Motion Industries had a solid Q4 with a rebound in the energy sector and strengthening of many end user market end-user markets, including food processing, aggregate and cement, pulp and paper and oil and gas. Oil and gas improved from a double-digit decline in the third quarter to a double-digit increase in the sales in Q4.
“All I know is we’re double the price of a barrel of oil today than we were a year ago,” Donahue said. “Rigs are coming back online and we’re seeing a lift in the Southwest — we do big business down in the Southwest and we’re seeing a nice lift across that part of the country really in all of our businesses.”
Motion Industries, like so many industrial distributors, has been faced with a two-year downturn in the energy and industrial sectors. The company had responded to that drop off by taking a number of cost-cutting programs, closing some 50 branches and two distribution centres.
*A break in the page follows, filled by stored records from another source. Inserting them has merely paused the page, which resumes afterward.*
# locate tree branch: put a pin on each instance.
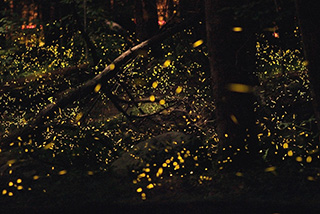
(88, 87)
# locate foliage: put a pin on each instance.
(170, 85)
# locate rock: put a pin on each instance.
(152, 151)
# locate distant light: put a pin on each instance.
(161, 22)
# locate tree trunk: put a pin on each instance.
(309, 18)
(86, 88)
(232, 63)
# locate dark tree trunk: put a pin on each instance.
(309, 18)
(232, 63)
(146, 19)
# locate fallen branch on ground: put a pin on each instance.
(88, 87)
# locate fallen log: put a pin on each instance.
(86, 88)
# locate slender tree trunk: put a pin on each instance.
(232, 63)
(309, 18)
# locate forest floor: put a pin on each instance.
(77, 191)
(30, 185)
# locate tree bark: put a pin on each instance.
(309, 18)
(232, 63)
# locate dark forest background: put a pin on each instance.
(157, 105)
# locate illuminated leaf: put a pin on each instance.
(240, 88)
(97, 88)
(197, 43)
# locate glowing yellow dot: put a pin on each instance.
(160, 171)
(166, 63)
(239, 88)
(142, 175)
(152, 98)
(147, 170)
(49, 146)
(11, 161)
(239, 174)
(62, 172)
(234, 119)
(150, 186)
(154, 84)
(179, 90)
(270, 169)
(97, 88)
(112, 66)
(79, 116)
(197, 43)
(237, 29)
(309, 159)
(143, 196)
(162, 102)
(310, 178)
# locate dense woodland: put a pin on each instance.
(159, 106)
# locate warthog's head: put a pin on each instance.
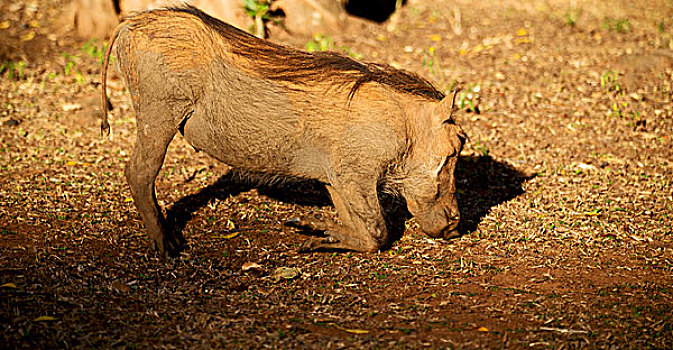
(429, 186)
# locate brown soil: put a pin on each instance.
(565, 189)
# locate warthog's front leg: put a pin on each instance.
(362, 225)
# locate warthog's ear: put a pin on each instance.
(444, 111)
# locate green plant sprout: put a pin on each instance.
(322, 43)
(258, 10)
(14, 70)
(619, 25)
(91, 48)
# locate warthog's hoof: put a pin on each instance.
(311, 222)
(168, 246)
(317, 243)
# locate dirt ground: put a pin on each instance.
(565, 192)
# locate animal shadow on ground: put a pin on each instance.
(482, 183)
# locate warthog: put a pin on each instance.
(270, 109)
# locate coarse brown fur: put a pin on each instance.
(274, 110)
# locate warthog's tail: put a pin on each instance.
(105, 103)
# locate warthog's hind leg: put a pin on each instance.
(146, 160)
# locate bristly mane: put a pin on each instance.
(283, 63)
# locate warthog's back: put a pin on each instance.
(262, 106)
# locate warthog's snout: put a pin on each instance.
(438, 220)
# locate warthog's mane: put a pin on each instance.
(282, 63)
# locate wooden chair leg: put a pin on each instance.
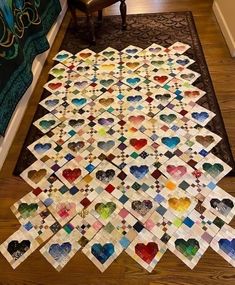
(100, 16)
(123, 13)
(74, 16)
(91, 26)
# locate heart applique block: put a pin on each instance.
(26, 210)
(102, 253)
(176, 171)
(37, 175)
(188, 248)
(142, 207)
(146, 252)
(105, 210)
(71, 174)
(228, 246)
(223, 206)
(64, 210)
(106, 146)
(17, 249)
(139, 171)
(60, 251)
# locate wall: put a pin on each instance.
(6, 141)
(225, 13)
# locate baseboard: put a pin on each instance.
(7, 140)
(224, 28)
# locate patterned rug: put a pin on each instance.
(24, 26)
(124, 163)
(143, 30)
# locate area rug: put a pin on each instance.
(143, 30)
(24, 26)
(124, 163)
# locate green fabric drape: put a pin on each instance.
(24, 25)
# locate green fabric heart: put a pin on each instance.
(188, 248)
(105, 210)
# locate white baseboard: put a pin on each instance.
(7, 140)
(224, 28)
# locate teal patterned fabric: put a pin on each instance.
(23, 28)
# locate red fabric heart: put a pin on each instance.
(85, 54)
(146, 252)
(138, 144)
(160, 79)
(71, 175)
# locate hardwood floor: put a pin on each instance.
(212, 269)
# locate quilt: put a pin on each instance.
(123, 164)
(24, 25)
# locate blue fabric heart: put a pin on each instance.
(41, 148)
(139, 171)
(59, 252)
(228, 247)
(171, 142)
(102, 253)
(201, 117)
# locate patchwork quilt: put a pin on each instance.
(124, 164)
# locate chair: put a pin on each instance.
(91, 6)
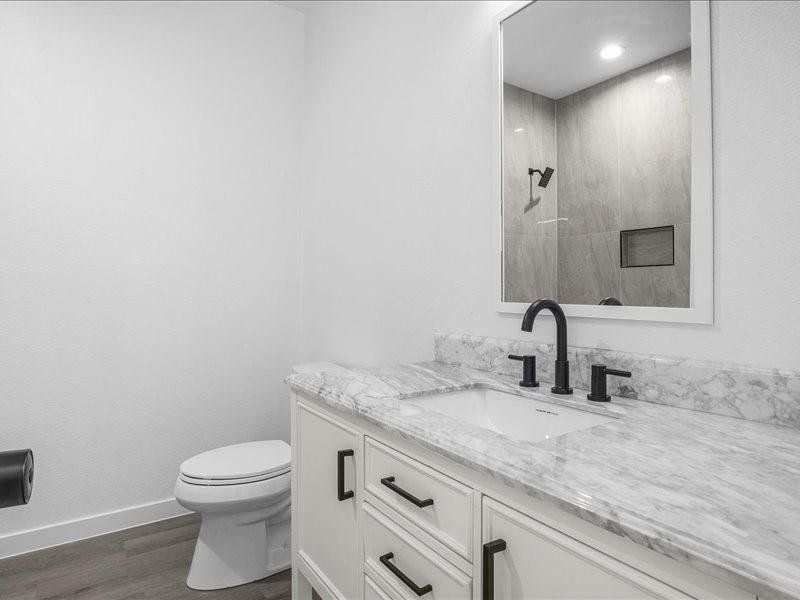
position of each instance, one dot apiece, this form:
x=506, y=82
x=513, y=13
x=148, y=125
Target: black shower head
x=544, y=177
x=548, y=173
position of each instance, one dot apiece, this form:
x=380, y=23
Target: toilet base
x=234, y=549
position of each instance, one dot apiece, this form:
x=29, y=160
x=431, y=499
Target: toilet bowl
x=242, y=493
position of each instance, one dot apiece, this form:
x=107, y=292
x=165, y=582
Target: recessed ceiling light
x=611, y=52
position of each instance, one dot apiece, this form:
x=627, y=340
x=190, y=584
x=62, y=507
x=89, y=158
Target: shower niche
x=605, y=157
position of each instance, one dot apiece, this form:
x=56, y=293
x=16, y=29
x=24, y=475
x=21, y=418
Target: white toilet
x=242, y=493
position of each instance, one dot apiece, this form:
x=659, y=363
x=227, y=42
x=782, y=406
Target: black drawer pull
x=389, y=482
x=489, y=550
x=419, y=591
x=343, y=495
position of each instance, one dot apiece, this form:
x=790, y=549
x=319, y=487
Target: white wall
x=149, y=267
x=398, y=239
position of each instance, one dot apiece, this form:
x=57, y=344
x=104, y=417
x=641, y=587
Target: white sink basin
x=515, y=416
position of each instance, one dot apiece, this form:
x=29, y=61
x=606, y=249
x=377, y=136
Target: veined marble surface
x=735, y=391
x=718, y=493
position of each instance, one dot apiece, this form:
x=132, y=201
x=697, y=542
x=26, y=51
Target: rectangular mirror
x=605, y=158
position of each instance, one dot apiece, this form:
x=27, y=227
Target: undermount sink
x=517, y=417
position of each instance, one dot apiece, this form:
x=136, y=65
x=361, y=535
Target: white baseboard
x=87, y=527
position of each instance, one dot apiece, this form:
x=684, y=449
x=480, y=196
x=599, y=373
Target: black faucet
x=562, y=364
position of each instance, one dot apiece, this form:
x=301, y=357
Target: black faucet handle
x=528, y=369
x=617, y=372
x=599, y=387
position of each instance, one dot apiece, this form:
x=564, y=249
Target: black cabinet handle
x=343, y=495
x=419, y=591
x=489, y=550
x=389, y=482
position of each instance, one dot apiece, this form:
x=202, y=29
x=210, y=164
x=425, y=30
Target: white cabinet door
x=326, y=463
x=538, y=562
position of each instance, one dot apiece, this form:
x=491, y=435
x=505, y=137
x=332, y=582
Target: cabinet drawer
x=373, y=591
x=405, y=563
x=538, y=561
x=404, y=483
But Motion seems to be rebounding from that downturn. Its sales were up 4 percent in the fourth quarter year-over-year, a significant improvement from the 1 percent decrease in Q3 and its strongest quarterly performance since the Q4 2014.
EIS was basically flat in Q4 year-over-year, though much improved relative to the results in the first three-quarters of 2016. Total EIS sales were down 5 percent for the year and were 4 percent of the GPC’s total revenue. Four months ago, EIS acquired Communications Products and Services (CPS), a distributor of outside plant product solutions for both aerial and underground broadband cable and wireless network infrastructure. CPS primarily services the western U.S. from its one location in Colorado.
S.P. Richard’s — GPC’s office products group — reported a 4 percent year-over-year increase in sales in Q4, driven by a 12 percent sales contribution from acquisitions in the facilities, break room and safety supply category. Last June, S.P. Richards acquired Guilford, CT-based The Safety Zone, a direct importer and distributor of supplies and devices for safety, janitorial, medical, food service and food processing applications.
Total sales for the office product business unit were up 2 percent year-over-year. Excluding acquisitions, comparable sales were down in the fourth quarter due to the decline in sales through its independent reseller and mega account customers.
GPC’s total revenues in Q4 of $3.78 billion were up 2.7 percent year-over-year, including a 1 percent decrease in comparable revenues. For the full year, total revenues of $15.34 billion were up slightly and also included a 1 percent decrease in comparable sales.